Add IERR logging to the CATERR/IERR handler

This change attempts to determine which CPU asserted the CATERR
signal and the type of CATERR to include in the log.

Tested:
Manually triggered an IERR and confirmed that the correct data
was logged.

Change-Id: I8e9ad26889c093392254ae1d70af3dde2c62a519
Signed-off-by: Jason M. Bills <jason.m.bills@intel.com>
diff --git a/src/host_error_monitor.cpp b/src/host_error_monitor.cpp
index b2c485c..2d5d900 100644
--- a/src/host_error_monitor.cpp
+++ b/src/host_error_monitor.cpp
@@ -51,6 +51,31 @@
 static gpiod::line pchThermtripLine;
 static boost::asio::posix::stream_descriptor pchThermtripEvent(io);
 
+static void cpuIERRLog()
+{
+    sd_journal_send("MESSAGE=HostError: IERR", "PRIORITY=%i", LOG_INFO,
+                    "REDFISH_MESSAGE_ID=%s", "OpenBMC.0.1.CPUError",
+                    "REDFISH_MESSAGE_ARGS=%s", "IERR", NULL);
+}
+
+static void cpuIERRLog(const int cpuNum)
+{
+    std::string msg = "IERR on CPU " + std::to_string(cpuNum + 1);
+
+    sd_journal_send("MESSAGE=HostError: %s", msg.c_str(), "PRIORITY=%i",
+                    LOG_INFO, "REDFISH_MESSAGE_ID=%s", "OpenBMC.0.1.CPUError",
+                    "REDFISH_MESSAGE_ARGS=%s", msg.c_str(), NULL);
+}
+
+static void cpuIERRLog(const int cpuNum, const std::string& type)
+{
+    std::string msg = type + " IERR on CPU " + std::to_string(cpuNum + 1);
+
+    sd_journal_send("MESSAGE=HostError: %s", msg.c_str(), "PRIORITY=%i",
+                    LOG_INFO, "REDFISH_MESSAGE_ID=%s", "OpenBMC.0.1.CPUError",
+                    "REDFISH_MESSAGE_ARGS=%s", msg.c_str(), NULL);
+}
+
 static void cpuERR2Log()
 {
     sd_journal_send("MESSAGE=HostError: ERR2 Timeout", "PRIORITY=%i", LOG_INFO,
@@ -245,9 +270,208 @@
         "com.intel.crashdump.Stored", "GenerateStoredLog");
 }
 
+static bool checkIERRCPUs()
+{
+    bool cpuIERRFound = false;
+    for (int cpu = 0, addr = MIN_CLIENT_ADDR; addr <= MAX_CLIENT_ADDR;
+         cpu++, addr++)
+    {
+        uint8_t cc = 0;
+        CPUModel model{};
+        uint8_t stepping = 0;
+        if (peci_GetCPUID(addr, &model, &stepping, &cc) != PECI_CC_SUCCESS)
+        {
+            std::cerr << "Cannot get CPUID!\n";
+            continue;
+        }
+
+        switch (model)
+        {
+            case skx:
+            {
+                // First check the MCA_ERR_SRC_LOG to see if this is the CPU
+                // that caused the IERR
+                uint32_t mcaErrSrcLog = 0;
+                if (peci_RdPkgConfig(addr, 0, 5, 4, (uint8_t*)&mcaErrSrcLog,
+                                     &cc) != PECI_CC_SUCCESS)
+                {
+                    continue;
+                }
+                // Check MSMI_INTERNAL (20) and IERR_INTERNAL (27)
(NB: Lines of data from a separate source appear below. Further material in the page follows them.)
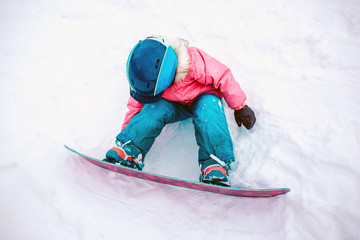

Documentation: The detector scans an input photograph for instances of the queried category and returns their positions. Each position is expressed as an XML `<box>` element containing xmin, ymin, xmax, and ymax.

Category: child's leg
<box><xmin>116</xmin><ymin>99</ymin><xmax>191</xmax><ymax>156</ymax></box>
<box><xmin>193</xmin><ymin>94</ymin><xmax>235</xmax><ymax>165</ymax></box>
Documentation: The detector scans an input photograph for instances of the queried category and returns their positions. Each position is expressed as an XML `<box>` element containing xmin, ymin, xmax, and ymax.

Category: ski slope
<box><xmin>0</xmin><ymin>0</ymin><xmax>360</xmax><ymax>240</ymax></box>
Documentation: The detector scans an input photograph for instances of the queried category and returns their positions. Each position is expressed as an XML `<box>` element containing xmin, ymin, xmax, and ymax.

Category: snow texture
<box><xmin>0</xmin><ymin>0</ymin><xmax>360</xmax><ymax>240</ymax></box>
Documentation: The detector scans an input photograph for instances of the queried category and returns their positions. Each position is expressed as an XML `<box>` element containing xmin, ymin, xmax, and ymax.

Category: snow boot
<box><xmin>200</xmin><ymin>155</ymin><xmax>230</xmax><ymax>187</ymax></box>
<box><xmin>103</xmin><ymin>140</ymin><xmax>144</xmax><ymax>171</ymax></box>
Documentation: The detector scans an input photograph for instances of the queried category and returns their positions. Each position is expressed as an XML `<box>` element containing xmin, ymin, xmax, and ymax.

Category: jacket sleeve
<box><xmin>193</xmin><ymin>48</ymin><xmax>246</xmax><ymax>110</ymax></box>
<box><xmin>121</xmin><ymin>97</ymin><xmax>144</xmax><ymax>131</ymax></box>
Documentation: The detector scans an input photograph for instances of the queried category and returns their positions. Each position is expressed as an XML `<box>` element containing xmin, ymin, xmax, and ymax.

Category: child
<box><xmin>104</xmin><ymin>36</ymin><xmax>256</xmax><ymax>186</ymax></box>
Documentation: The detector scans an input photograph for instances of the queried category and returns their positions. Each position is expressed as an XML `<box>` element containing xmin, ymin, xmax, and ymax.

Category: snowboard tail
<box><xmin>65</xmin><ymin>145</ymin><xmax>290</xmax><ymax>197</ymax></box>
+                if ((mcaErrSrcLog & (1 << 20)) || (mcaErrSrcLog & (1 << 27)))
+                {
+                    // TODO: Light the CPU fault LED?
+                    cpuIERRFound = true;
+                    // Next check if it's a CPU/VR mismatch by reading the
+                    // IA32_MC4_STATUS MSR (0x411)
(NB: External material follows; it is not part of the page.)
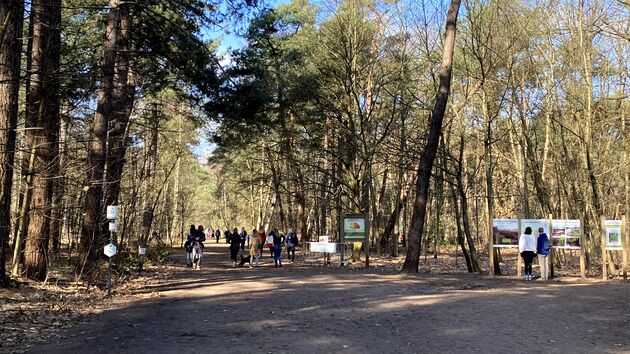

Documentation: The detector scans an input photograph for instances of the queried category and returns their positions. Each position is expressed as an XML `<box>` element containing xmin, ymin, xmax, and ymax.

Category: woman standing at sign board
<box><xmin>518</xmin><ymin>226</ymin><xmax>536</xmax><ymax>280</ymax></box>
<box><xmin>536</xmin><ymin>227</ymin><xmax>551</xmax><ymax>280</ymax></box>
+                    uint64_t mc4Status = 0;
+                    if (peci_RdIAMSR(addr, 0, 0x411, &mc4Status, &cc) !=
+                        PECI_CC_SUCCESS)
+                    {
+                        continue;
+                    }
+                    // Check MSEC bits 31:24 for
+                    // MCA_SVID_VCCIN_VR_ICC_MAX_FAILURE (0x40),
+                    // MCA_SVID_VCCIN_VR_VOUT_FAILURE (0x42), or
+                    // MCA_SVID_CPU_VR_CAPABILITY_ERROR (0x43)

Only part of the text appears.